In The Woods... - Heart Of The Ages

Review

Wir werden mal wieder nostalgisch und wir werden mal wieder romantisch im Blast From The Past. Die Norweger IN THE WOODS… gründeten sich 1991 ursprünglich aus der ersten Besetzung der früheren Death Metaller GREEN CARNATION und veröffentlichen nach zwei Demos im Jahre 1993 im Jahre 1995 ihr Debütalbum “Heart Of The Ages”. Das Material jener Ära hat dabei auffallend wenig mit dem avantgardistischen Extreme Prog aktuellerer Alben gemein. Vielmehr gefielen sich IN THE WOODS… in dieser Zeit noch als Abkömmlinge der omnipräsenten norwegischen Black-Metal-Szene und sie erschaffen mit ihrem Erstwerk etwas, das skandinavischer kaum sein könnte.

“Heart Of The Ages” – Das erste Pagan-Metal-Album?

IN THE WOODS… war nachweislich die erste Band, welche sich das Label ‘Pagan Metal’ gab, um die naturverbundenen, heidnischen Inhalte der Musik in Worte zu kleiden. Das hat freilich nichts damit zu tun, was der Begriff heute repräsentiert.
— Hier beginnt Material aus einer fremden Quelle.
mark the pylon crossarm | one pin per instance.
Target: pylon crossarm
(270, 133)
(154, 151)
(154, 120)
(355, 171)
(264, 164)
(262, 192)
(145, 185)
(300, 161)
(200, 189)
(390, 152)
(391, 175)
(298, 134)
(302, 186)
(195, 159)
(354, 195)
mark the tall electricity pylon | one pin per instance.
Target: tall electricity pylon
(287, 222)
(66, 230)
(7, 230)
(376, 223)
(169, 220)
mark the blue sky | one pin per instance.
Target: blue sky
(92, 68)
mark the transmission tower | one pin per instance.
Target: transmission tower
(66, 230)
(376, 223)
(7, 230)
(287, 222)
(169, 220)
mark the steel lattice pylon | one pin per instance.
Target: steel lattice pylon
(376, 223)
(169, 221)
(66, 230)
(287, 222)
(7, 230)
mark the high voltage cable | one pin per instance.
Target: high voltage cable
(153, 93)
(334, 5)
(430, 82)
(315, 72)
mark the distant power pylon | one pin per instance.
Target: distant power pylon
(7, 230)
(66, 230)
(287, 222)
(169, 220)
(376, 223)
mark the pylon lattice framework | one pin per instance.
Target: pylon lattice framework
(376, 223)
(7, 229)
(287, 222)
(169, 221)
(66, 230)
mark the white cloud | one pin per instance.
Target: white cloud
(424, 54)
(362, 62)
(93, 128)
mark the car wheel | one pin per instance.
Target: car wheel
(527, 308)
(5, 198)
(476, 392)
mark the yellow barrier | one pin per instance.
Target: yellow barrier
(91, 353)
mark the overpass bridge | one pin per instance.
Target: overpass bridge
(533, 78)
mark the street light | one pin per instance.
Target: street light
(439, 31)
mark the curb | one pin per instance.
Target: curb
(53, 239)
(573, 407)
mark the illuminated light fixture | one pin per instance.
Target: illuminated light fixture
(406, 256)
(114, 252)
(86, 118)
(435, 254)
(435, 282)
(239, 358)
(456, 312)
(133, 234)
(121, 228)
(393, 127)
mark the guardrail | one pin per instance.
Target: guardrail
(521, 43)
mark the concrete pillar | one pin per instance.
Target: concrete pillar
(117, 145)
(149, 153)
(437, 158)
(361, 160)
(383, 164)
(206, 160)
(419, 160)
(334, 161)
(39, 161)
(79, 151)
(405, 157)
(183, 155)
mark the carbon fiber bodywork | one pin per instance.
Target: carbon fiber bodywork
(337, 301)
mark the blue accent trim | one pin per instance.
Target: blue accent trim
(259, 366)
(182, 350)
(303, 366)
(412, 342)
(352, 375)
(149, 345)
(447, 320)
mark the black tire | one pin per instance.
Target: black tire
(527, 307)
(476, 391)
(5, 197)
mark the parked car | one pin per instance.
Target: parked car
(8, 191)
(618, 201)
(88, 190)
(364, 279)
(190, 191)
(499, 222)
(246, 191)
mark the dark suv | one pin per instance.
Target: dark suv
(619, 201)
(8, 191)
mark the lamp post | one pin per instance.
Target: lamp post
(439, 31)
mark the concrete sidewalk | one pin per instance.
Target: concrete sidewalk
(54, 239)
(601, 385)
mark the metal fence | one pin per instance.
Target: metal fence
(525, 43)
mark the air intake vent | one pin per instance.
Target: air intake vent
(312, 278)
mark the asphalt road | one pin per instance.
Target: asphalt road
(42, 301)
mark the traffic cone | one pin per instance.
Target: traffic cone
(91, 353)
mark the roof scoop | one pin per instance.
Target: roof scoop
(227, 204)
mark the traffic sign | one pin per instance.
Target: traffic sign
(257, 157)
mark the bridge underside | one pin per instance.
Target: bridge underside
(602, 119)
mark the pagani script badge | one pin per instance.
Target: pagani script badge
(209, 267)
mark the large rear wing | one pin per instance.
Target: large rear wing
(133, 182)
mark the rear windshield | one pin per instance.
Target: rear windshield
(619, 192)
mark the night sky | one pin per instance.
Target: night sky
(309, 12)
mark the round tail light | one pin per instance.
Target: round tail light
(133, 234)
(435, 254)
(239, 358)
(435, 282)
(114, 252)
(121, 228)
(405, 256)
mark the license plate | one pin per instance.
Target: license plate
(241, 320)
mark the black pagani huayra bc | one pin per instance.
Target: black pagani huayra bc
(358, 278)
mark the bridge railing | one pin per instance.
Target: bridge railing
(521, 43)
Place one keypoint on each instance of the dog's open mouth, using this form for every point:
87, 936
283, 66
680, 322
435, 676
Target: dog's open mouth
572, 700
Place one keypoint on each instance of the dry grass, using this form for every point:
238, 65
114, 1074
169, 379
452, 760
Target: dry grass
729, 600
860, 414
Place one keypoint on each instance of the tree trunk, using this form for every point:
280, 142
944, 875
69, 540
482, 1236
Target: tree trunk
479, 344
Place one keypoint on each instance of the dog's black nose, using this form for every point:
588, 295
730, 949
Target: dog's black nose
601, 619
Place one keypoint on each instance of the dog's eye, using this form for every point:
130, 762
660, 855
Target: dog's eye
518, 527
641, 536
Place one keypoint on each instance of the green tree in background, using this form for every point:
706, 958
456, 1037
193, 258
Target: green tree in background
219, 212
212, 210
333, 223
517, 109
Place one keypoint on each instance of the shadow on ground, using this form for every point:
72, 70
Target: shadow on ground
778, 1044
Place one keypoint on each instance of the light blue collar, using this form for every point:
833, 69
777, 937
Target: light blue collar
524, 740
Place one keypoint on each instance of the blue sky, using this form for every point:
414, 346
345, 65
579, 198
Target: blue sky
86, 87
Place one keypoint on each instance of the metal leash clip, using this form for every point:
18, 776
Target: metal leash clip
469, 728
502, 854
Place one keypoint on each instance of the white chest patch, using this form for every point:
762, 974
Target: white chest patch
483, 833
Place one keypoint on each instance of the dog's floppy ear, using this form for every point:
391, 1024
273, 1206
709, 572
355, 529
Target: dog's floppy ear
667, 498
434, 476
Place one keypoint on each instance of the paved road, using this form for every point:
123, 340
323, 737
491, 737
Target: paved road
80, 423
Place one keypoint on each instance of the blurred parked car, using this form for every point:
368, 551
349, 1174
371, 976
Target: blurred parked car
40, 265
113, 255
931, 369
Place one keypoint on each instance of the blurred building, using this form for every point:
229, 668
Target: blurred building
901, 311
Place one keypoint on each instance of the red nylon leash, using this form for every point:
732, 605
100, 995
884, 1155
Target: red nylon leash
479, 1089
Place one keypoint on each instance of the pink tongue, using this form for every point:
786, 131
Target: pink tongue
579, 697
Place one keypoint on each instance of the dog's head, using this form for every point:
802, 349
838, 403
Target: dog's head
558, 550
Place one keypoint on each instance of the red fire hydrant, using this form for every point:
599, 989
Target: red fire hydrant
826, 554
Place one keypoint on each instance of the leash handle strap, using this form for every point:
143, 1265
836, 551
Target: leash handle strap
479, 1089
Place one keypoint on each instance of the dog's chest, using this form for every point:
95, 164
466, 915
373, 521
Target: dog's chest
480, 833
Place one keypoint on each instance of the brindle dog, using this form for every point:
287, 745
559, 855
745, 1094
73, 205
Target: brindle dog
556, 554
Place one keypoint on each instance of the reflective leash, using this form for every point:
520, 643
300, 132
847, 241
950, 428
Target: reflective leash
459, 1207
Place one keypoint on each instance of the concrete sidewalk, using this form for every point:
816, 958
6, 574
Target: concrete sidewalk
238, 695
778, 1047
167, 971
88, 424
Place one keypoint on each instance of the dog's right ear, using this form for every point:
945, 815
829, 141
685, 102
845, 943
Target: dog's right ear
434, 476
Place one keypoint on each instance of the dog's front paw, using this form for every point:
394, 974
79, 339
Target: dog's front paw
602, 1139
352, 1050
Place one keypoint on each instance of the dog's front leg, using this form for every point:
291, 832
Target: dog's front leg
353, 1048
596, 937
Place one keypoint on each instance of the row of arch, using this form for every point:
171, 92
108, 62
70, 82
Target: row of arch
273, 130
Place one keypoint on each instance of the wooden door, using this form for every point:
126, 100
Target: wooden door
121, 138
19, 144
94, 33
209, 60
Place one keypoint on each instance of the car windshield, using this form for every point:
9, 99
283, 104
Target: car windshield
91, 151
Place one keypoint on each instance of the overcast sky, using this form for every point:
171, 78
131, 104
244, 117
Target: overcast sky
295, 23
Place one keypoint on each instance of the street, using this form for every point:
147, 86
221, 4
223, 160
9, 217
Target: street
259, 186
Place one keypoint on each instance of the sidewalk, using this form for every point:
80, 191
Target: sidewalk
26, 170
Im Grunde drückte die Bezeichnung aus, dass das herkömmliche Black-Metal-Korsett, zu dem seinerzeit unbedingt auch Satanismus gehörte, ähnlich wie bei ENSLAVED zu eng war für die Band, die auch auf “Heart Of The Ages” bereits mit ausgiebigen Clean Vocals und atmosphärischen Synthesizern arbeitet.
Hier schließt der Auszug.